If the rumors pan out to be true the RTX 4000 series will double the rasterization performance of the RTX 3000 series so it's probably worth holding out until late 2022/early 2023 for the new cards.
i gotta get mobo/cpu.
was thinkin i9-12900k or amd 58003dx or wait for new...so gpu is farther away so i can wait.
 
This is where following number/letter designation doesn't translate from one generation to the next. The 2080ti was not an upgraded 2080, it was a downgraded Titan card, so it was closer to a "2090" for a system that didn't use that numbering system. Same chipset as the Titan, same transistor count, die size, etc. but half the memory IIRC. Either way all of that was more than the 2080, 2080-Super cards which were both priced at $699. And FYI FE versions were actually priced higher (at least than the AIB base models some "ROG edition" obviously pumped the cards "value" up), the 30 series was the first one where the FE were actually cheaper than AIB base prices at launch.
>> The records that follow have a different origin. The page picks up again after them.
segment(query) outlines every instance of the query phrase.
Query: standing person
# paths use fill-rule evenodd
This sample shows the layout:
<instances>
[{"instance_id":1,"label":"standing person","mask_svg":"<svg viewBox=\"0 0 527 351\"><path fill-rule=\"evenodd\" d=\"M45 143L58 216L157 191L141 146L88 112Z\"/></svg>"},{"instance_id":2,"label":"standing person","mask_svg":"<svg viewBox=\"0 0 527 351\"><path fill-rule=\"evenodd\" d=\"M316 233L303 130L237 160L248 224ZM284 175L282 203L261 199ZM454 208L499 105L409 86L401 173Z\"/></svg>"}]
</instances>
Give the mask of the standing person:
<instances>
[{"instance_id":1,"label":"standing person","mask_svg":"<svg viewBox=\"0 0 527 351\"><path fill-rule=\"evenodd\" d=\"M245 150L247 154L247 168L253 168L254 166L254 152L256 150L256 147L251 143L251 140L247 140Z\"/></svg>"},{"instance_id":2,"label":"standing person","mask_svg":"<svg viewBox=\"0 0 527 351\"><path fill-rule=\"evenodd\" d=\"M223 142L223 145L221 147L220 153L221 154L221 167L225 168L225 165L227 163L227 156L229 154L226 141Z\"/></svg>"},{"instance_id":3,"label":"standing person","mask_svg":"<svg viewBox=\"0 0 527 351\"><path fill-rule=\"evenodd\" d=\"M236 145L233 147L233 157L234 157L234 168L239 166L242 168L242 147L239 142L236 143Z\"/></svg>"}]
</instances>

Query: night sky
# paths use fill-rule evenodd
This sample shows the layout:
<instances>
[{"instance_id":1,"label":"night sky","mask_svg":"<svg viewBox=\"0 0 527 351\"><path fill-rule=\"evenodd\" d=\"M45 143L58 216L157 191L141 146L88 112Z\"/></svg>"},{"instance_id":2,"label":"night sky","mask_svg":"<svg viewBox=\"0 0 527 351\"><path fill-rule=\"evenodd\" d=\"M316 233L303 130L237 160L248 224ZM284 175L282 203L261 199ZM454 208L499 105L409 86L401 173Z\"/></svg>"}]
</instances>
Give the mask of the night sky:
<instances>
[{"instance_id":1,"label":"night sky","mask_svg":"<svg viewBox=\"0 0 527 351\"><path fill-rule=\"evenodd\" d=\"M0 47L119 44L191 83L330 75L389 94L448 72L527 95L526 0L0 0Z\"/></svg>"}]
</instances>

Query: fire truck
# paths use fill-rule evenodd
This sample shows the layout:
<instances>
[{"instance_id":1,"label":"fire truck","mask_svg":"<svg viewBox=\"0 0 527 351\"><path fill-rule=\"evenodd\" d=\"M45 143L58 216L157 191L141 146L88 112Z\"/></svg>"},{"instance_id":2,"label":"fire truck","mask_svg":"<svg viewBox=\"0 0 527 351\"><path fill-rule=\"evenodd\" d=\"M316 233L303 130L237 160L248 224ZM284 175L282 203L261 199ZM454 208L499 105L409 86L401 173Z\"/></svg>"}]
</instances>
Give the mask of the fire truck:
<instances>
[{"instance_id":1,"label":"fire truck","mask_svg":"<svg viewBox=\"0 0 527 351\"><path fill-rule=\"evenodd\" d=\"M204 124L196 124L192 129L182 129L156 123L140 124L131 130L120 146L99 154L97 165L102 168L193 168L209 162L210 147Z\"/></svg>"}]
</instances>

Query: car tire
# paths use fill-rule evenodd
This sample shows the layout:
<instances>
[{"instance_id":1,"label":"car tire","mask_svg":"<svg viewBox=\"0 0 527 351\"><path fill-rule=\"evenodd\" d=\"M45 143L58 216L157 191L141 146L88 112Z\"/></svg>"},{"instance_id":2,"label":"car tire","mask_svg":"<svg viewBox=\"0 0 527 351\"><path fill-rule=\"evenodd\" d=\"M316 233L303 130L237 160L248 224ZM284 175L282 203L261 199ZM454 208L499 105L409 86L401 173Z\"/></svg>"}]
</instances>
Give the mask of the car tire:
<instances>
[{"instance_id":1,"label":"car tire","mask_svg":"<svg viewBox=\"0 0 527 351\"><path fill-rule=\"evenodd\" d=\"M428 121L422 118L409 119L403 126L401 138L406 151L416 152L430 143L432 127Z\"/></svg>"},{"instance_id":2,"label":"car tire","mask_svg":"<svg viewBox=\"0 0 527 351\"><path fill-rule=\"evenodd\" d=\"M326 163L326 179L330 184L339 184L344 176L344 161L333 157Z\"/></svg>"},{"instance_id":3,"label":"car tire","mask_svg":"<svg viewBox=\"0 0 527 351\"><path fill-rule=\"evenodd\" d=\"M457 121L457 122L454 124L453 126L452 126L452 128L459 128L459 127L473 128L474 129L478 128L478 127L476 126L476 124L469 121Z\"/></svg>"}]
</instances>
Turing was hot garbage. Regardless of which chip it came from, the 2080Ti was the ONLY Turing card that was an upgrade from a 1080Ti. I picked up a 1080Ti new right before the 2017 mining boom for $550, and instead of having a viable upgrade the next generation, Nvidia expected me to pay more than twice as much for ~35% more performance. That's not how generational upgrades work. And no, RT on Turing was not even close to worthwhile.